Meir walked over to the jackass, raised his shoe, and gave it a kick on the rump. The startled beast brayed, bolted, and loped off down the dirt road. Meir ran off after him.
“Be careful,” Meir’s wife called.
Meir followed the jackass along a narrow path which wound through an olive grove to a fenced yard and a two-story house, seven times the size of Meir’s caravan. The jackass stopped in front of a feed trough and brayed, wanting some water to wash down Meir’s roses. The settler knocked on the carved wooden door and waited until the owner appeared, an Arab about fifty-years old, wearing the long white gown and head gear of a well-to-do Moslem. He stared expressionlessly at Meir, as if this was a daily occurrence – a Jew on a social call at his door.
“Is that your jackass?” Meir asked.
The Arab’s eyes shifted quickly to the animal and returned expressionlessly to Meir. He paused, as if deciding whether to answer or not.
“He ate a rose bush of mine.”
The Arab shrugged, as if to say what could one do? Jackasses ate bushes. That was a part of Allah’s great plan.
“I don’t want your jackass eating my roses again,” Meir warned. “Tie him up. Keep him in your yard. Do you understand?”
The Arab nodded. This time with a smile. Meir couldn’t tell if he was being friendly or laughing, but Meir trusted him about as far as he could lift up and throw the mule.
That was on Sunday. On Tuesday, Meir came home from work to find his wife silently preparing lunch in their corridor kitchen.
“What’s the matter?” Meir asked.
“The jackass came back,” she said. “He ate another two of your rose bushes before the soldiers could chase him away.”
Meir slammed open the caravan door. It rebounded off the wall and yanked the screws off a hinge. The settler’s heart sank when he saw his small garden. Only one rosebush was spared. Like a picky eater, the jackass had nipped off the tasty flowers, leaving the thorny stems. Meir leaped down the embankment to the dirt road and ran off toward the home of the four-legged vandal.
“Be careful,” his wife called once again from the window.

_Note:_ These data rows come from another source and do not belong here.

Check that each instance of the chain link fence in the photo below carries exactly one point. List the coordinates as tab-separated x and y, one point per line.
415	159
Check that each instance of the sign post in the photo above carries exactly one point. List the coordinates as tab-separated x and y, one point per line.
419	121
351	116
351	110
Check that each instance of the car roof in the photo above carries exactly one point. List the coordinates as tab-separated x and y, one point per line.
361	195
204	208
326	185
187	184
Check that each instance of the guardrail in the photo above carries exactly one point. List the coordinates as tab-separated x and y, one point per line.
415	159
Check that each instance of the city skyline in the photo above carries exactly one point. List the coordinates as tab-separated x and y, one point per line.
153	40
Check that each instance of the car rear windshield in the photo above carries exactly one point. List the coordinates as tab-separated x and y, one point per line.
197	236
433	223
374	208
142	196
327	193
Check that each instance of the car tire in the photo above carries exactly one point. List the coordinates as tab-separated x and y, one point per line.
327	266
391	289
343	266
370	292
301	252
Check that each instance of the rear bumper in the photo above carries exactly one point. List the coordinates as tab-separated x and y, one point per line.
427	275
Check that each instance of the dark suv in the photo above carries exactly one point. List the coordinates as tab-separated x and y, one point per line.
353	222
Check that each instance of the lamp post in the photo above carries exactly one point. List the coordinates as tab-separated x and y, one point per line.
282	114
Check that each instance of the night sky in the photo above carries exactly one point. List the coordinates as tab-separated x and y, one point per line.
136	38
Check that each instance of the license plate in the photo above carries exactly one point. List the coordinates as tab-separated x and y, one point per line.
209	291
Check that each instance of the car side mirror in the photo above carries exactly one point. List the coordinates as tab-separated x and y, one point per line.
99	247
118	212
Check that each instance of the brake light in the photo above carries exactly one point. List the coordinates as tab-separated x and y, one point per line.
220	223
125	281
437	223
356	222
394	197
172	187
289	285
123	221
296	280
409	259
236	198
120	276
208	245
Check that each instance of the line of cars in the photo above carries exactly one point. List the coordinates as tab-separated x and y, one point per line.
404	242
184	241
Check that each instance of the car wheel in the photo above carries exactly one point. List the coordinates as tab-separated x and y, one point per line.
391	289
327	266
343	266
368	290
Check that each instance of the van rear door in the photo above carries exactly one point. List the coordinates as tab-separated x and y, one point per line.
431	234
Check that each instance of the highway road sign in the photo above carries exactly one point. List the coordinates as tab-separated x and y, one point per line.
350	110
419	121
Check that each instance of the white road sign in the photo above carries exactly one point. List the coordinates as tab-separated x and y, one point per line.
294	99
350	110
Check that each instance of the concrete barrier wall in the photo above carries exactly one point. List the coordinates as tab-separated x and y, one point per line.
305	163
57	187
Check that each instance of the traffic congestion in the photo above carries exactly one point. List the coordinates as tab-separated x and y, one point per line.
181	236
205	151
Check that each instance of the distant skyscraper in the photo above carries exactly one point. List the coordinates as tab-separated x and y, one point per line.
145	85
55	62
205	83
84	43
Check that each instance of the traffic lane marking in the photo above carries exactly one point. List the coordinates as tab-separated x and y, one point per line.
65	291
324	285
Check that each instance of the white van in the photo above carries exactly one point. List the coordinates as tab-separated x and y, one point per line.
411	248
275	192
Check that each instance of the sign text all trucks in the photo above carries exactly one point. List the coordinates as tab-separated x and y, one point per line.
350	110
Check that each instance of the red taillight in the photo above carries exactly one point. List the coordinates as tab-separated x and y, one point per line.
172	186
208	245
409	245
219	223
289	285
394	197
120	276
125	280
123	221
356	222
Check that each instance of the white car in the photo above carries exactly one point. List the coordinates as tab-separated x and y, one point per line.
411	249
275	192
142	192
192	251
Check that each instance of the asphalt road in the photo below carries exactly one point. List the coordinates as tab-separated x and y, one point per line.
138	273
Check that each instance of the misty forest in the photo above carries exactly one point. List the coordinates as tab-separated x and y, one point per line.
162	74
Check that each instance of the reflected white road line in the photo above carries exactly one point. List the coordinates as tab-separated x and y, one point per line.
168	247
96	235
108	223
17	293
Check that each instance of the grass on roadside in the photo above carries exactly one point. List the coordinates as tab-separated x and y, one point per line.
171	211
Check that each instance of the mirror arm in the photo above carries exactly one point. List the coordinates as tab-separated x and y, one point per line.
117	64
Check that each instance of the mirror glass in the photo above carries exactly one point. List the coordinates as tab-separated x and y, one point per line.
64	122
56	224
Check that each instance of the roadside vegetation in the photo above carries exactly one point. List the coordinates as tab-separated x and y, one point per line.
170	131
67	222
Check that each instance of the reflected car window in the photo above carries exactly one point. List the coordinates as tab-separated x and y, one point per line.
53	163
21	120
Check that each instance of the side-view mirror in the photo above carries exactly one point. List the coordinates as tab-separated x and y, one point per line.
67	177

The jackass was taking an afternoon nap, snoozing in the sun as if he had just finished a sumptuous Sabbath repast. Around its neck was a rope tied to a tree. The smell of pungent tobacco wafted outside as the Arab opened the door of the house.
“Your jackass ate another two of my rosebushes,” Meir informed him.
The Arab looked over at the innocently sleeping animal. “It cannot be,” he said. “The jackass has been tied up all day.”
“It ate my rosebushes,” Meir repeated.
“Perhaps it was someone else’s animal,” the Arab said. “After all, jackasses look alike.”
Meir felt the Arab was playing with him.
“But, of course, I am sorry all the same,” the Arab graciously added.
“I don’t care if you’re sorry,” Meir said. “The fact is my rosebushes are gone. If I find your jackass back on my property, you’ll never see him again. Understood?”
“That isn’t your property,” the Arab said bluntly.
For a moment, Meir couldn’t answer. He felt that someone had snuck up from behind and bludgeoned him on the head. In the dark eyes of the Arab, Meir could feel centuries of hate. He knew there wasn’t a way to answer the man, for the real answer rested on Divine truths too ethereal to explain. But even on the practical side, the Arab was wrong. The Shoshana settlers had returned to land owned by Jews throughout the time of Turkish rule up to the Massacre of 1929 when Arabs burned the houses on the site and murdered the Jewish residents who hadn’t had time to flee.
“Perhaps,” the Arab said, “your roses wouldn’t be eaten if you lived somewhere else.”
“Just walk away,” Meir thought to himself. “Just walk away,” he repeated until his feet obeyed the command.
At the gate, Meir stopped. Softly, he warned the man again, then turned and walked away, back to his caravan home. But the very next day, Meir was driving some women up to the Kiryah to do their weekly shopping when he received a radio call in the van.